I presume you’ve all read about this marvelous work on correcting a rare and terrible genetic disease, epidermolysis bullosa. It’s a mutation that causes the skin to blister up and tear, basically; it’s a horrible disease that makes life miserable and a constant source of pain and infection.
Patients with epidermolysis bullosa live in excruciating pain, their skin so fragile to the touch that those born with the disorder have been nicknamed “butterfly children.” The disorder produces chronic and untreatable wounds that get infected easily and can eventually become cancerous. About 500,000 people worldwide have epidermolysis bullosa.
Now it has been successfully treated by combining a technique for generating skin grafts from stem cells that was first developed for burn patients, with gene therapy, going in and repairing the defective gene, and then growing the new graft from the patient’s own gene-corrected cells. It seems to be a total success.

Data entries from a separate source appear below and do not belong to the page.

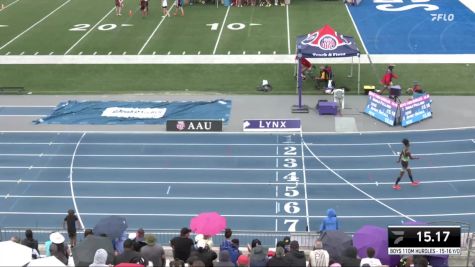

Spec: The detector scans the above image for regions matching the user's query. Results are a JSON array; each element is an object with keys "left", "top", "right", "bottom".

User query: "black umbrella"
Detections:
[
  {"left": 320, "top": 230, "right": 353, "bottom": 262},
  {"left": 93, "top": 215, "right": 128, "bottom": 240},
  {"left": 72, "top": 235, "right": 114, "bottom": 266}
]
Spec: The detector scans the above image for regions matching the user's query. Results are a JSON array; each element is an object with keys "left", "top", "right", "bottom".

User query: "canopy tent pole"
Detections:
[
  {"left": 357, "top": 54, "right": 361, "bottom": 94},
  {"left": 348, "top": 56, "right": 354, "bottom": 78},
  {"left": 291, "top": 55, "right": 309, "bottom": 113}
]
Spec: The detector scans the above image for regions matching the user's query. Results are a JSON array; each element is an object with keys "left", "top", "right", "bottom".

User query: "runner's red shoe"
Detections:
[
  {"left": 411, "top": 180, "right": 420, "bottom": 186},
  {"left": 392, "top": 184, "right": 401, "bottom": 190}
]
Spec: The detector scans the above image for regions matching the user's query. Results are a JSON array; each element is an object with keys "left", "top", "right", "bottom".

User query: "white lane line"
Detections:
[
  {"left": 0, "top": 211, "right": 474, "bottom": 219},
  {"left": 138, "top": 3, "right": 175, "bottom": 55},
  {"left": 299, "top": 131, "right": 310, "bottom": 231},
  {"left": 1, "top": 178, "right": 475, "bottom": 186},
  {"left": 286, "top": 4, "right": 290, "bottom": 54},
  {"left": 303, "top": 141, "right": 415, "bottom": 222},
  {"left": 166, "top": 185, "right": 171, "bottom": 195},
  {"left": 0, "top": 0, "right": 72, "bottom": 51},
  {"left": 1, "top": 138, "right": 473, "bottom": 146},
  {"left": 212, "top": 6, "right": 230, "bottom": 55},
  {"left": 64, "top": 7, "right": 115, "bottom": 55},
  {"left": 69, "top": 132, "right": 86, "bottom": 229},
  {"left": 387, "top": 143, "right": 397, "bottom": 155},
  {"left": 3, "top": 194, "right": 475, "bottom": 201},
  {"left": 1, "top": 164, "right": 475, "bottom": 171}
]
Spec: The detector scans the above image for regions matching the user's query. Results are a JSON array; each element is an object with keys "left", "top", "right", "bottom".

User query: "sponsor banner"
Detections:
[
  {"left": 102, "top": 107, "right": 167, "bottom": 119},
  {"left": 242, "top": 119, "right": 301, "bottom": 132},
  {"left": 400, "top": 94, "right": 432, "bottom": 127},
  {"left": 166, "top": 120, "right": 223, "bottom": 132},
  {"left": 364, "top": 91, "right": 398, "bottom": 126}
]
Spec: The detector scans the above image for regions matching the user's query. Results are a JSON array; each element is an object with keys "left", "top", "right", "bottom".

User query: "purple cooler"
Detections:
[{"left": 318, "top": 101, "right": 338, "bottom": 115}]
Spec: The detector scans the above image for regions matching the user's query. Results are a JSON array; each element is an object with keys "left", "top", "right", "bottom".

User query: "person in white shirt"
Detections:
[
  {"left": 308, "top": 240, "right": 329, "bottom": 267},
  {"left": 360, "top": 247, "right": 382, "bottom": 267}
]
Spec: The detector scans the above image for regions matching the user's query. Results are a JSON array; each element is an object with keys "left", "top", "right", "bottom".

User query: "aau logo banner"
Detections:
[{"left": 166, "top": 120, "right": 223, "bottom": 132}]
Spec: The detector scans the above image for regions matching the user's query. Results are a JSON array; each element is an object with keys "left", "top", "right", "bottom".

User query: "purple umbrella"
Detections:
[{"left": 352, "top": 225, "right": 400, "bottom": 267}]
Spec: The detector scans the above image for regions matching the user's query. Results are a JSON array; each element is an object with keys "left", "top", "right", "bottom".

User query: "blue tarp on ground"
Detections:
[{"left": 34, "top": 100, "right": 232, "bottom": 125}]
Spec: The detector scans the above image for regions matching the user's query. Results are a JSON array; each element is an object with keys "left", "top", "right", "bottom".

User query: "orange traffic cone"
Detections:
[{"left": 129, "top": 9, "right": 133, "bottom": 16}]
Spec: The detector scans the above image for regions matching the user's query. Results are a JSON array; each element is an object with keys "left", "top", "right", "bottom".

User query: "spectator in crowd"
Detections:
[
  {"left": 21, "top": 229, "right": 39, "bottom": 257},
  {"left": 237, "top": 255, "right": 249, "bottom": 267},
  {"left": 359, "top": 247, "right": 381, "bottom": 267},
  {"left": 44, "top": 231, "right": 55, "bottom": 257},
  {"left": 309, "top": 240, "right": 329, "bottom": 267},
  {"left": 114, "top": 239, "right": 148, "bottom": 266},
  {"left": 140, "top": 234, "right": 165, "bottom": 267},
  {"left": 377, "top": 64, "right": 398, "bottom": 95},
  {"left": 169, "top": 259, "right": 185, "bottom": 267},
  {"left": 216, "top": 250, "right": 235, "bottom": 267},
  {"left": 171, "top": 227, "right": 194, "bottom": 262},
  {"left": 319, "top": 208, "right": 339, "bottom": 232},
  {"left": 340, "top": 246, "right": 361, "bottom": 267},
  {"left": 90, "top": 248, "right": 109, "bottom": 267},
  {"left": 133, "top": 228, "right": 147, "bottom": 252},
  {"left": 220, "top": 228, "right": 233, "bottom": 251},
  {"left": 247, "top": 238, "right": 262, "bottom": 252},
  {"left": 229, "top": 239, "right": 241, "bottom": 266},
  {"left": 399, "top": 255, "right": 413, "bottom": 267},
  {"left": 187, "top": 251, "right": 201, "bottom": 266},
  {"left": 196, "top": 234, "right": 214, "bottom": 249},
  {"left": 266, "top": 246, "right": 286, "bottom": 267},
  {"left": 10, "top": 236, "right": 20, "bottom": 243},
  {"left": 194, "top": 238, "right": 218, "bottom": 267},
  {"left": 192, "top": 260, "right": 206, "bottom": 267},
  {"left": 84, "top": 228, "right": 94, "bottom": 238},
  {"left": 115, "top": 231, "right": 128, "bottom": 255},
  {"left": 413, "top": 256, "right": 431, "bottom": 267},
  {"left": 49, "top": 232, "right": 70, "bottom": 265},
  {"left": 283, "top": 241, "right": 306, "bottom": 267},
  {"left": 63, "top": 209, "right": 80, "bottom": 248},
  {"left": 250, "top": 245, "right": 268, "bottom": 267}
]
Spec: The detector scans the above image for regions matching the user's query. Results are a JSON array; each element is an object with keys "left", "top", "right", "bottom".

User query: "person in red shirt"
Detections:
[{"left": 377, "top": 64, "right": 398, "bottom": 95}]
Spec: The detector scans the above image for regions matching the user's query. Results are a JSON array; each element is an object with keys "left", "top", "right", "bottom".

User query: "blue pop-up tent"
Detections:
[{"left": 293, "top": 24, "right": 360, "bottom": 113}]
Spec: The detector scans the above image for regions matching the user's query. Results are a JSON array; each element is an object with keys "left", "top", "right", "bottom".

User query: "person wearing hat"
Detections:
[
  {"left": 133, "top": 228, "right": 147, "bottom": 252},
  {"left": 63, "top": 209, "right": 81, "bottom": 248},
  {"left": 114, "top": 239, "right": 148, "bottom": 266},
  {"left": 237, "top": 255, "right": 249, "bottom": 267},
  {"left": 140, "top": 234, "right": 165, "bottom": 267},
  {"left": 283, "top": 241, "right": 306, "bottom": 267},
  {"left": 249, "top": 245, "right": 268, "bottom": 267},
  {"left": 50, "top": 232, "right": 70, "bottom": 265},
  {"left": 170, "top": 227, "right": 194, "bottom": 262}
]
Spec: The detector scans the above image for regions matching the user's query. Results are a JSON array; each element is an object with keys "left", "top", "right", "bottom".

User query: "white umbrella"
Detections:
[
  {"left": 0, "top": 240, "right": 33, "bottom": 266},
  {"left": 27, "top": 256, "right": 66, "bottom": 267}
]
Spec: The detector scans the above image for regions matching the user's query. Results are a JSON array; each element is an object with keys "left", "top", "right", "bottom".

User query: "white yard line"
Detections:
[
  {"left": 0, "top": 0, "right": 21, "bottom": 11},
  {"left": 64, "top": 7, "right": 115, "bottom": 55},
  {"left": 212, "top": 6, "right": 230, "bottom": 55},
  {"left": 286, "top": 4, "right": 290, "bottom": 54},
  {"left": 138, "top": 3, "right": 175, "bottom": 55},
  {"left": 1, "top": 54, "right": 474, "bottom": 64},
  {"left": 0, "top": 0, "right": 72, "bottom": 51}
]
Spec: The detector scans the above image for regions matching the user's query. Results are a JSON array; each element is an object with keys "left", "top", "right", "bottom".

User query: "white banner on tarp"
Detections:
[{"left": 101, "top": 107, "right": 167, "bottom": 119}]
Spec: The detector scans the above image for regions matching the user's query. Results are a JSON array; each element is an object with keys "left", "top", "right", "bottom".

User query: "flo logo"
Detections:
[
  {"left": 301, "top": 25, "right": 350, "bottom": 50},
  {"left": 166, "top": 120, "right": 223, "bottom": 132}
]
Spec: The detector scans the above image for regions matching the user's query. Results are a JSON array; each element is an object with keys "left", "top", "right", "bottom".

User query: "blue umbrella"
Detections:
[{"left": 93, "top": 215, "right": 128, "bottom": 240}]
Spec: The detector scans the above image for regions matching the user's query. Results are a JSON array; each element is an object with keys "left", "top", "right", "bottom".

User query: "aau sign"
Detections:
[{"left": 166, "top": 120, "right": 223, "bottom": 132}]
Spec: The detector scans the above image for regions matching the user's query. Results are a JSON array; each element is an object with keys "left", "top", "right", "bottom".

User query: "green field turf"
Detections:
[
  {"left": 1, "top": 64, "right": 473, "bottom": 95},
  {"left": 0, "top": 0, "right": 474, "bottom": 95}
]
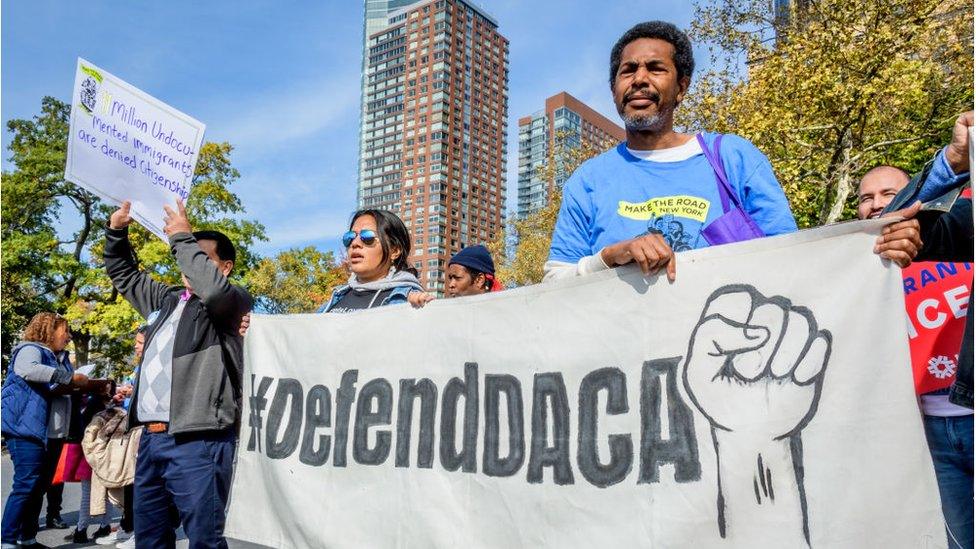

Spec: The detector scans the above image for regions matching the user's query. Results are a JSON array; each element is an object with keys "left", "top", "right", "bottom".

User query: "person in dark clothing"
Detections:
[
  {"left": 913, "top": 198, "right": 974, "bottom": 549},
  {"left": 64, "top": 391, "right": 114, "bottom": 543},
  {"left": 97, "top": 325, "right": 148, "bottom": 547},
  {"left": 43, "top": 451, "right": 66, "bottom": 530},
  {"left": 104, "top": 199, "right": 253, "bottom": 549},
  {"left": 895, "top": 110, "right": 973, "bottom": 549},
  {"left": 911, "top": 111, "right": 973, "bottom": 409}
]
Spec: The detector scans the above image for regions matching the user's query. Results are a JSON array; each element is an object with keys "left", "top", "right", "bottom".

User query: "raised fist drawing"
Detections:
[
  {"left": 682, "top": 284, "right": 832, "bottom": 546},
  {"left": 683, "top": 284, "right": 831, "bottom": 438}
]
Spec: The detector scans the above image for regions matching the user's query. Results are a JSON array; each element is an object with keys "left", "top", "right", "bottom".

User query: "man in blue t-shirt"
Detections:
[{"left": 545, "top": 21, "right": 798, "bottom": 281}]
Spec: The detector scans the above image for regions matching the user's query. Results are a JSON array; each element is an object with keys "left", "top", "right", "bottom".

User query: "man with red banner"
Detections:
[{"left": 858, "top": 163, "right": 973, "bottom": 549}]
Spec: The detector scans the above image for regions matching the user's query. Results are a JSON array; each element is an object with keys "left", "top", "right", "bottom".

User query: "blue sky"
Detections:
[{"left": 2, "top": 1, "right": 699, "bottom": 257}]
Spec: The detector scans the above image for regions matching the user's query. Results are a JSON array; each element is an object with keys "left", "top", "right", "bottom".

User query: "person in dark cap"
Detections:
[{"left": 446, "top": 245, "right": 502, "bottom": 298}]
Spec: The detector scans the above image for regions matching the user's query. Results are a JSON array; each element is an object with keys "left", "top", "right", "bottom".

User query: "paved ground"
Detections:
[{"left": 1, "top": 450, "right": 266, "bottom": 548}]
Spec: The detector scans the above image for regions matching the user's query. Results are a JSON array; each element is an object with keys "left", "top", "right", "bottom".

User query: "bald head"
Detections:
[{"left": 857, "top": 165, "right": 911, "bottom": 219}]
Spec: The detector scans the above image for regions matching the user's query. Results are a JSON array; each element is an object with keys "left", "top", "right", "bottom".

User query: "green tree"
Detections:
[
  {"left": 2, "top": 97, "right": 85, "bottom": 368},
  {"left": 489, "top": 132, "right": 612, "bottom": 286},
  {"left": 245, "top": 247, "right": 348, "bottom": 314},
  {"left": 677, "top": 0, "right": 973, "bottom": 227},
  {"left": 2, "top": 96, "right": 266, "bottom": 375}
]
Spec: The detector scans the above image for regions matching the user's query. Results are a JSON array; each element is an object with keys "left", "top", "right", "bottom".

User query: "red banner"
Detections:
[{"left": 903, "top": 261, "right": 972, "bottom": 394}]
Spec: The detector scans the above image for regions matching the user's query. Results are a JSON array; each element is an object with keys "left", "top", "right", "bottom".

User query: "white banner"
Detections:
[
  {"left": 64, "top": 58, "right": 205, "bottom": 241},
  {"left": 226, "top": 221, "right": 946, "bottom": 549}
]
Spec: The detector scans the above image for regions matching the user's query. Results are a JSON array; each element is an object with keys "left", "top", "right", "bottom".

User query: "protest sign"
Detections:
[
  {"left": 903, "top": 261, "right": 973, "bottom": 394},
  {"left": 64, "top": 58, "right": 205, "bottom": 240},
  {"left": 226, "top": 221, "right": 946, "bottom": 549}
]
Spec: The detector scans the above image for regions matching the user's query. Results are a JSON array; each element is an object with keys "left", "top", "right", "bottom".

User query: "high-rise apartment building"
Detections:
[
  {"left": 359, "top": 1, "right": 420, "bottom": 192},
  {"left": 517, "top": 92, "right": 624, "bottom": 218},
  {"left": 363, "top": 0, "right": 422, "bottom": 46},
  {"left": 358, "top": 0, "right": 509, "bottom": 293}
]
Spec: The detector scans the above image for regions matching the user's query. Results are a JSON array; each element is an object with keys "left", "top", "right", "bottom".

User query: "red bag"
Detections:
[{"left": 50, "top": 443, "right": 69, "bottom": 485}]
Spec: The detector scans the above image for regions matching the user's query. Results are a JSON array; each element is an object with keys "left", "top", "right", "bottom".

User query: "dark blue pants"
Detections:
[
  {"left": 133, "top": 429, "right": 236, "bottom": 549},
  {"left": 923, "top": 415, "right": 974, "bottom": 549},
  {"left": 1, "top": 437, "right": 61, "bottom": 544}
]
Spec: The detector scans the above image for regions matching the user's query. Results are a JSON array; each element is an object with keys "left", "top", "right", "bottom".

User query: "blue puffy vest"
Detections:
[{"left": 1, "top": 343, "right": 65, "bottom": 442}]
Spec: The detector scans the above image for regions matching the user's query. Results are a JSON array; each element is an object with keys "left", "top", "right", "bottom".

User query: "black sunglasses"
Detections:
[{"left": 342, "top": 229, "right": 378, "bottom": 247}]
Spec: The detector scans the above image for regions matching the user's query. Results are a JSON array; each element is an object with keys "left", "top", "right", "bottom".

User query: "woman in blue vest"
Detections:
[{"left": 1, "top": 313, "right": 90, "bottom": 549}]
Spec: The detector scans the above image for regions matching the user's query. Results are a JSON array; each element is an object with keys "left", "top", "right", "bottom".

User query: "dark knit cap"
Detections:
[{"left": 448, "top": 245, "right": 495, "bottom": 275}]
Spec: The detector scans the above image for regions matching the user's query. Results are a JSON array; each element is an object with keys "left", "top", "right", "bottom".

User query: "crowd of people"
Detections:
[{"left": 2, "top": 19, "right": 972, "bottom": 549}]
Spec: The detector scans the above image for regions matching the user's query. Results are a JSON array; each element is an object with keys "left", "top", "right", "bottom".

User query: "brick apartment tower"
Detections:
[
  {"left": 358, "top": 0, "right": 509, "bottom": 293},
  {"left": 517, "top": 92, "right": 624, "bottom": 218}
]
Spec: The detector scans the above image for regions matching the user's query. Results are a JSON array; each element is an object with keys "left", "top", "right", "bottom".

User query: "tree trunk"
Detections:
[
  {"left": 72, "top": 331, "right": 90, "bottom": 366},
  {"left": 62, "top": 197, "right": 93, "bottom": 300},
  {"left": 824, "top": 129, "right": 854, "bottom": 224}
]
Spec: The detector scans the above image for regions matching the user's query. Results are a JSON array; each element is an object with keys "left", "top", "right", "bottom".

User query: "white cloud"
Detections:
[
  {"left": 259, "top": 213, "right": 348, "bottom": 254},
  {"left": 198, "top": 73, "right": 363, "bottom": 256},
  {"left": 233, "top": 167, "right": 357, "bottom": 257},
  {"left": 207, "top": 74, "right": 361, "bottom": 154}
]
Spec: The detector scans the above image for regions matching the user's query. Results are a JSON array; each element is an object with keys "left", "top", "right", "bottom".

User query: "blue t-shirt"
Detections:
[{"left": 549, "top": 133, "right": 798, "bottom": 264}]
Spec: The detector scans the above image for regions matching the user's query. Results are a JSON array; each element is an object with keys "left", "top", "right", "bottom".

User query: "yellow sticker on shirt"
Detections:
[{"left": 617, "top": 195, "right": 710, "bottom": 222}]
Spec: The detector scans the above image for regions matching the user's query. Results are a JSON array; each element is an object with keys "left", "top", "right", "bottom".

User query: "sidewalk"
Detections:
[{"left": 1, "top": 451, "right": 265, "bottom": 548}]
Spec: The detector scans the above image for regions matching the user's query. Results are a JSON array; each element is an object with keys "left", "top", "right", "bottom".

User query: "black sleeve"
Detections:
[
  {"left": 104, "top": 226, "right": 173, "bottom": 317},
  {"left": 170, "top": 232, "right": 254, "bottom": 331},
  {"left": 916, "top": 199, "right": 974, "bottom": 263}
]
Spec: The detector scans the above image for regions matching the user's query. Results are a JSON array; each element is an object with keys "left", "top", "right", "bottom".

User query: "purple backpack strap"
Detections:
[
  {"left": 696, "top": 133, "right": 744, "bottom": 214},
  {"left": 696, "top": 133, "right": 765, "bottom": 245}
]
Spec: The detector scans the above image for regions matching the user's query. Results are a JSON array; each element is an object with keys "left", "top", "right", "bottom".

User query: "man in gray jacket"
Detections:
[{"left": 104, "top": 199, "right": 252, "bottom": 549}]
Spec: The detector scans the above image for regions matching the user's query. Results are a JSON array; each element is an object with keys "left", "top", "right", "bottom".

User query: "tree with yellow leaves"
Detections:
[{"left": 678, "top": 0, "right": 973, "bottom": 226}]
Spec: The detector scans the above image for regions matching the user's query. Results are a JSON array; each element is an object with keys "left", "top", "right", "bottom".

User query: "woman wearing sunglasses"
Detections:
[
  {"left": 238, "top": 210, "right": 433, "bottom": 334},
  {"left": 318, "top": 209, "right": 432, "bottom": 313}
]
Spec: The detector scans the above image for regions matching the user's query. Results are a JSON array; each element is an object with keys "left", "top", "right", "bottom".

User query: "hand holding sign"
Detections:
[
  {"left": 600, "top": 232, "right": 677, "bottom": 281},
  {"left": 163, "top": 199, "right": 192, "bottom": 237},
  {"left": 110, "top": 201, "right": 133, "bottom": 230},
  {"left": 945, "top": 110, "right": 973, "bottom": 175},
  {"left": 875, "top": 201, "right": 923, "bottom": 268},
  {"left": 682, "top": 284, "right": 831, "bottom": 545}
]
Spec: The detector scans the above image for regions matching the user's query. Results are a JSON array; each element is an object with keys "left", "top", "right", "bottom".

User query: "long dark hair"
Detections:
[{"left": 349, "top": 209, "right": 416, "bottom": 276}]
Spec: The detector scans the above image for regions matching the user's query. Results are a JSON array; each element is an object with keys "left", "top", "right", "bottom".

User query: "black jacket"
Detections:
[
  {"left": 104, "top": 227, "right": 253, "bottom": 434},
  {"left": 916, "top": 198, "right": 974, "bottom": 408}
]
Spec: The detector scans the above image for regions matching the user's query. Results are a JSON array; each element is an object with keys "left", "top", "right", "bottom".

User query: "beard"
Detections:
[
  {"left": 622, "top": 102, "right": 675, "bottom": 133},
  {"left": 623, "top": 111, "right": 667, "bottom": 132},
  {"left": 618, "top": 90, "right": 675, "bottom": 133}
]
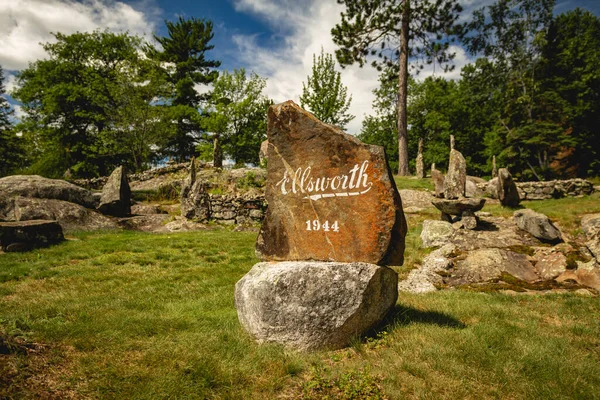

In August, De Luca and Pelligrini got the green light to try their technique. In September, they collected a square inch of skin from Hassan’s groin—one of the few parts of his body with intact skin. They isolated stem cells, genetically modified them, and created their gene-corrected skin grafts. In October and November, they transplanted these onto Hassan, replacing around 80 percent of his old skin.
It worked. In February 2016, Hassan was discharged from the hospital. In March, he was back in school. He needs no ointments. His skin is strong. It doesn’t even itch. “He hasn’t developed a single blister,” says de Luca, who shared the details of Hassan’s story with me. “He’s gaining weight. He’s playing sports. He’s got a normal social life.”
Solely from a humanitarian aspect, this is a triumph. But there’s another side to it as well, that addresses the kind of complaint we might get from bean-counters. This is a relatively rare disease. It would be far cheaper to just let its victims simply suffer and die out. The articles don’t talk about it, but I’m sure the cost of culturing and growing and applying gene therapy to new skin for this one victim was extravagant to an extreme. But that isn’t the point — in addition to being a clinical treatment for one person, this represents basic scientific research on a core problem, how to generate reliable quantities of genetically modified tissue.
It is the same rational we use for all basic research into rare diseases — not only is it the right and humane thing to do, but figuring out how to deal with it adds a new tool to our toolbox and gives us deeper understanding of fundamental cellular processes.